どうも。高齢者ばかりの米農家を鞭打つような奴らに日本人の美徳とか語って欲しくないですな。

 

それはさておき、映画の感想文を書きます。今回は『ルージュ』です。

 

裏ビデオで輪姦された女に魅せられた雑誌編集者は、彼女の真の姿を知ってしまう。1984年公開の日活ロマンポルノ作品。監督は那須博之で、出演は新藤恵美、北詰友樹、松居一代、土屋嘉男、星セント、火野正平。

 

石井隆のライフワークと言える「名美と村木」の物語を那須博之監督で映画化した日活ロマンポルノ作品です。堕ちていく女である名美役を新藤恵美が、名美を不器用に愛する村木役を火野正平が演じています。

 

火野のやさぐれ演技が本人の素の状態なのかと思うほどハマっています。また私生活でプレイボーイだった火野だけに、濡れ場のテクニックに注目してしまうのは仕方ないところです。冷静になれば、あくまで演技だと分かるのですけど。

 

その火野は新藤のみならず、松居一代との濡れ場もあります。

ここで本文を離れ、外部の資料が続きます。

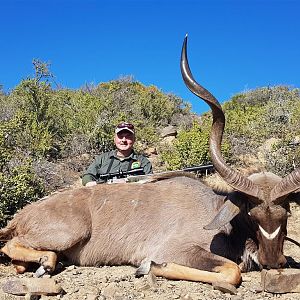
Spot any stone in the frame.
[212,281,237,295]
[2,278,63,296]
[261,268,300,294]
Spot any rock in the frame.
[212,281,237,295]
[261,269,300,294]
[2,278,63,296]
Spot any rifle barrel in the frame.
[182,164,214,172]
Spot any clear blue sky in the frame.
[0,0,300,113]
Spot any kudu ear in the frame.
[203,200,240,230]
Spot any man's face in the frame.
[115,130,135,151]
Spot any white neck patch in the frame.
[258,225,281,240]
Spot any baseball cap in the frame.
[115,122,135,134]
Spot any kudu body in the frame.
[0,38,300,284]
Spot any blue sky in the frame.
[0,0,300,113]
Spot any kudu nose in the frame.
[263,255,287,270]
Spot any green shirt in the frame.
[82,150,152,185]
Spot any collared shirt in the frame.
[82,150,152,185]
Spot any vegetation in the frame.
[0,60,300,226]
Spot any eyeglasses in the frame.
[117,122,134,130]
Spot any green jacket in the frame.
[82,150,152,185]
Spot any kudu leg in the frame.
[12,260,29,274]
[151,262,241,285]
[1,238,57,273]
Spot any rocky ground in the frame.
[0,205,300,300]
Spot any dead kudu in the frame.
[0,38,300,285]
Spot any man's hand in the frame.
[85,181,97,186]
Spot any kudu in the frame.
[0,37,300,285]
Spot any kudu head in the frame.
[180,36,300,268]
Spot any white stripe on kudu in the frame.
[258,225,280,240]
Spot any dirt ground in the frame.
[0,204,300,300]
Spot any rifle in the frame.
[99,168,144,181]
[98,164,214,183]
[182,164,214,173]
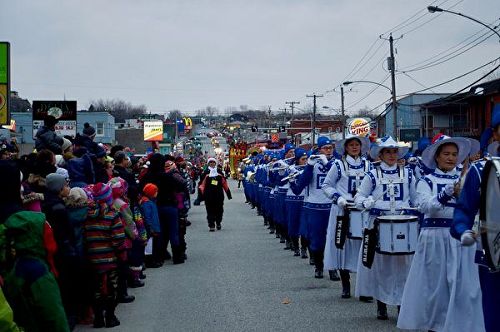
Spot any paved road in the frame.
[78,182,396,332]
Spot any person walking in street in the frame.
[200,158,233,232]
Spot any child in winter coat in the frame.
[84,183,125,328]
[139,183,163,268]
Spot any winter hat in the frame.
[295,148,307,162]
[335,135,370,155]
[108,176,128,198]
[142,183,158,198]
[370,136,410,159]
[82,122,95,137]
[92,182,113,205]
[318,136,333,149]
[69,187,88,203]
[422,134,470,169]
[61,137,73,153]
[45,173,67,194]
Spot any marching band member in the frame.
[354,137,415,320]
[285,148,307,258]
[275,143,295,250]
[398,135,484,331]
[450,113,500,332]
[321,136,371,299]
[292,136,333,278]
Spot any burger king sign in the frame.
[347,118,370,137]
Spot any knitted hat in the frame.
[108,176,128,198]
[142,183,158,198]
[45,173,67,194]
[61,137,73,153]
[92,182,113,205]
[82,122,95,137]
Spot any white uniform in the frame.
[398,168,484,331]
[322,156,371,272]
[354,162,415,305]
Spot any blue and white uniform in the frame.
[354,162,415,305]
[322,155,371,272]
[398,168,484,331]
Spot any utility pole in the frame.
[380,33,403,140]
[306,93,323,146]
[285,101,300,122]
[340,85,345,139]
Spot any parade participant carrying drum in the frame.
[322,136,371,299]
[292,136,333,278]
[398,135,484,331]
[354,137,418,320]
[450,112,500,331]
[282,148,308,258]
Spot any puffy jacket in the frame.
[35,126,63,154]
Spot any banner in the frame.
[33,100,76,139]
[0,42,10,125]
[144,121,163,142]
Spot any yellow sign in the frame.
[347,118,370,137]
[144,121,163,142]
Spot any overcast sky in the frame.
[0,0,500,113]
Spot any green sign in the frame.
[0,42,9,84]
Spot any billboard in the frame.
[144,120,163,142]
[0,42,10,125]
[33,100,76,139]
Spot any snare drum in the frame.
[347,206,368,239]
[479,158,500,271]
[375,215,418,255]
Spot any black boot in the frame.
[377,300,389,320]
[106,299,120,327]
[359,296,373,303]
[92,300,105,328]
[172,246,184,265]
[340,270,351,299]
[328,270,340,281]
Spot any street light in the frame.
[427,6,500,42]
[342,80,399,137]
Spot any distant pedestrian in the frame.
[200,158,232,232]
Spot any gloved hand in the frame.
[337,196,347,209]
[460,230,476,247]
[319,154,328,165]
[363,197,375,209]
[307,156,319,166]
[444,183,455,196]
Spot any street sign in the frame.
[399,129,420,142]
[0,42,10,125]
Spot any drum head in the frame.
[377,214,418,223]
[480,159,500,270]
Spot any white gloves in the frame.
[307,156,319,166]
[363,197,375,209]
[319,154,328,165]
[460,230,476,247]
[444,183,455,196]
[337,196,347,209]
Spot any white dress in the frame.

火野と松居の絡みというのは、昭和と平成のワイドショー好きにとっては夢コラボではないでしょうか。知らんけど。

 

石井の脚本ならではの海、プール、雨と水を用いた演出があり、名美が堕ちていく過程をサディスティックに描いています。しかし石井本人ではなく、那須が監督しているので、石井監督作品より残酷さが足りません。ホラー映画かと思うほどの残酷さが石井作品の特徴です。

 

挿入歌についても不満があります。松田優作の「ヨコハマ・ホンキートンク・ブルース」が挿入歌として使用されていても、それは作品の舞台が横浜であるという効果しかありません。石井監督の『死んでもいい』における、ちあきなおみの「黄昏のビギン」のように印象深い用い方をして欲しかったというのは高望みでしょうか。

 

もし本作を石井が監督していたらと思わせてしまうのが、本作の正直な評価なのです。